De acordo com o texto, o governo do Estado quer ampliar a concorrência estabelecendo que hajam nos processos licitatórios o mínimo de quatro cotações, sendo que três delas devam ser junto a empresas de outros estados, com prioridade para Rondônia, Amazonas, Mato Grosso e Pará, restringindo a compra de produtos e serviços apenas das empresas locais.
Os empresários exigem que a medida seja revogada sob o argumento de que trata-se de um erro que irá prejudicar não somente a classe, mas também a população. “Provavelmente alguém deve ter cometido um erro, pois não é possível que alguém em sã consciência tenha assinado um documento para prejudicar a economia do estado”, disse Celestino Oliveira, presidente da Acisa.
Sobre o procedimento licitatório, a nota explica que possui origem nas secretarias de Estado que são obrigadas a apresentarem pesquisas de preços do item que desejam adquirir.
Esta cotação (apenas uma pesquisa de preço) serve para formar o preço de referência por item, sendo este preço o valor máximo admitido pela administração que será levado a pregão, momento em que todos os comerciantes e/ou empresários do Estado do Acre, como também os nacionais, poderão apresentar suas propostas de preços, saindo vencedor a proposta que atender às exigências fixadas no edital e que tenha o menor custo/preço.

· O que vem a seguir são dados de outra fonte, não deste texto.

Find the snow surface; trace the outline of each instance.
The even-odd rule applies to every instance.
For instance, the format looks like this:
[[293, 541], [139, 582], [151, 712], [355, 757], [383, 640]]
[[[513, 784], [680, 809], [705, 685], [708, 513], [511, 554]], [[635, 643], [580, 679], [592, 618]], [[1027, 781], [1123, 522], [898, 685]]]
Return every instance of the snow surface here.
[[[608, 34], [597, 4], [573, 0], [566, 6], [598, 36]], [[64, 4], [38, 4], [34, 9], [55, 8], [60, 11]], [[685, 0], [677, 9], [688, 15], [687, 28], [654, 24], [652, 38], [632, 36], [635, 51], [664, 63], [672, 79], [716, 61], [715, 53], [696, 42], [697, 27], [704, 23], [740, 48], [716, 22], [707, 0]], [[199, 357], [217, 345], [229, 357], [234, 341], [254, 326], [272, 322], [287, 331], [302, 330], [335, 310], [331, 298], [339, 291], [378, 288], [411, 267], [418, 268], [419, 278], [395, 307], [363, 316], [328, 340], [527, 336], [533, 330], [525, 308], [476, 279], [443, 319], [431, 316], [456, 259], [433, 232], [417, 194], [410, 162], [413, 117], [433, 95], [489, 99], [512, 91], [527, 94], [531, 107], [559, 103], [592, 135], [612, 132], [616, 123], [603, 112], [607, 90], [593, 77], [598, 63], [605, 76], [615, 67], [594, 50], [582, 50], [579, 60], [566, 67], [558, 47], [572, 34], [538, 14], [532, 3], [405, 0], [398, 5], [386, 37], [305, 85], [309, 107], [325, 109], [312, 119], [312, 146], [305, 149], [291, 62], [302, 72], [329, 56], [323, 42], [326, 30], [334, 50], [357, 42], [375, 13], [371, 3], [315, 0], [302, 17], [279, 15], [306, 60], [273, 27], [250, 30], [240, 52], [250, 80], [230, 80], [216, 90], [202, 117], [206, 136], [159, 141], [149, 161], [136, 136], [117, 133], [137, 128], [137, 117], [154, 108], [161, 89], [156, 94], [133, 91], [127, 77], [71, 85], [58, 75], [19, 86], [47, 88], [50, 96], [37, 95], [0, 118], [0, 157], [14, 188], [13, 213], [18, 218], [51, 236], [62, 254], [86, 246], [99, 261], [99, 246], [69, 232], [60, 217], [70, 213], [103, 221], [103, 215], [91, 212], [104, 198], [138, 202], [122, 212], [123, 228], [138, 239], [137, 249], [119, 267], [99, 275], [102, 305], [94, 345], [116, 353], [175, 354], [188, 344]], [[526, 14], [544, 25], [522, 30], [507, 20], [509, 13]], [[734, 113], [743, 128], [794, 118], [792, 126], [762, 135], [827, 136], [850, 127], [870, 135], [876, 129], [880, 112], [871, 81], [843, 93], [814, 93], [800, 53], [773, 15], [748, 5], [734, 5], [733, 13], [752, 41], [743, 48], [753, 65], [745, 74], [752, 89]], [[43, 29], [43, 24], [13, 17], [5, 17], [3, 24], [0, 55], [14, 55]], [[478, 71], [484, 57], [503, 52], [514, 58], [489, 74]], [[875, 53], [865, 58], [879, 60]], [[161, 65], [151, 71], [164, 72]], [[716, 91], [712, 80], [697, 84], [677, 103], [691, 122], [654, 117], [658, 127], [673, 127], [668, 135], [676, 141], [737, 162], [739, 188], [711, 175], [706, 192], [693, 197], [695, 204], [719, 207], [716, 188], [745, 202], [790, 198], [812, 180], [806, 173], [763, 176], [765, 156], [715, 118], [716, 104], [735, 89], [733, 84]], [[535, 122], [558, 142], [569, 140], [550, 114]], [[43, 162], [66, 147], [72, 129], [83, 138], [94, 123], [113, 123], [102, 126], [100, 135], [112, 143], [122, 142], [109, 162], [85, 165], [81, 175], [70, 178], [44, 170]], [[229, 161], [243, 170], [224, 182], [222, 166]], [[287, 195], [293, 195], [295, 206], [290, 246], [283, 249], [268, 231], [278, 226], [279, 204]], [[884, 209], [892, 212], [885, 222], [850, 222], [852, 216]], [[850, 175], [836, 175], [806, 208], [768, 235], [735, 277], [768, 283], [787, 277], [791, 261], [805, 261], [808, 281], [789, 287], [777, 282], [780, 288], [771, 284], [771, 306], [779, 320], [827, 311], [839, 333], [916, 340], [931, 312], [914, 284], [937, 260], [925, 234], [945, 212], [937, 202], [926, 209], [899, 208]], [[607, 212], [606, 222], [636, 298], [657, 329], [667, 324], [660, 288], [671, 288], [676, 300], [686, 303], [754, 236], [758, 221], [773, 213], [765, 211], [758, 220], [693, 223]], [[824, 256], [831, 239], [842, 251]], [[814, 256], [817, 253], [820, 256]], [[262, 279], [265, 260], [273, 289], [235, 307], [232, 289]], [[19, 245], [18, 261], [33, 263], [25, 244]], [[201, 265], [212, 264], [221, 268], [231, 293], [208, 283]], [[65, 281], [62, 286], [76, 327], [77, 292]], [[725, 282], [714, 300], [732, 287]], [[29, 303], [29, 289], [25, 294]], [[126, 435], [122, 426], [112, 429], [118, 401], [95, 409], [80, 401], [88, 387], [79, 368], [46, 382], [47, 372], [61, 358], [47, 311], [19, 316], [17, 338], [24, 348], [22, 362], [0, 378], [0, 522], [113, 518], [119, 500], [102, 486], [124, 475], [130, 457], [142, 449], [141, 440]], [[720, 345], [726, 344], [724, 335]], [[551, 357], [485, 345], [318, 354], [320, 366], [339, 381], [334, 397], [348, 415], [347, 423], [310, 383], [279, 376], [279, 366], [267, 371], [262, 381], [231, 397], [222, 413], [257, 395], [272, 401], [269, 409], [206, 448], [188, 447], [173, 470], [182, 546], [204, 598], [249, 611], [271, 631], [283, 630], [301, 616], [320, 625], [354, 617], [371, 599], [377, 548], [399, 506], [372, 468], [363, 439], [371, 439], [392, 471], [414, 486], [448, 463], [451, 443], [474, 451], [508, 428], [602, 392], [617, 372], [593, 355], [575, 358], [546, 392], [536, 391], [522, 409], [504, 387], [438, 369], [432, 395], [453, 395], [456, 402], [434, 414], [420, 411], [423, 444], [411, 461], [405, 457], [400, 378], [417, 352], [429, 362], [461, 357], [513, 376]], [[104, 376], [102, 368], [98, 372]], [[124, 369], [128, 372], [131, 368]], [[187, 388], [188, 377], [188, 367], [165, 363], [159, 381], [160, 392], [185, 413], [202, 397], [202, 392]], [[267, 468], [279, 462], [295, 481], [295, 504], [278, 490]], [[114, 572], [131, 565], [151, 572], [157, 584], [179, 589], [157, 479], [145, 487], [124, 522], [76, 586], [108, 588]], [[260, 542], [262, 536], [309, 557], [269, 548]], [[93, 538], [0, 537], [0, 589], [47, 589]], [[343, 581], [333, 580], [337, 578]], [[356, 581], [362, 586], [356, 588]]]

Vale ressaltar que a normativa anterior já exigia três cotações, sendo duas de fora do Estado e uma local. A nova redação buscou apenas encontrar um preço de referência como estimativa a ser usado pela Administração mais próxima da praticada no mercado, não sendo uma forma de restringir a participação de empresas locais, limitando-se apenas às cotações para a formação dos preços de referência.
Assim, a finalidade da norma é estabelecer um preço de referência, que acontece em fase anterior à licitação, onde todos poderão participar, principalmente as empresas locais, trazendo economicidade ao erário público acreano.
A nota da Secretaria da Fazenda é assinada pelo Diretor de Licitações, Marco Antonio Mourão de Oliveira.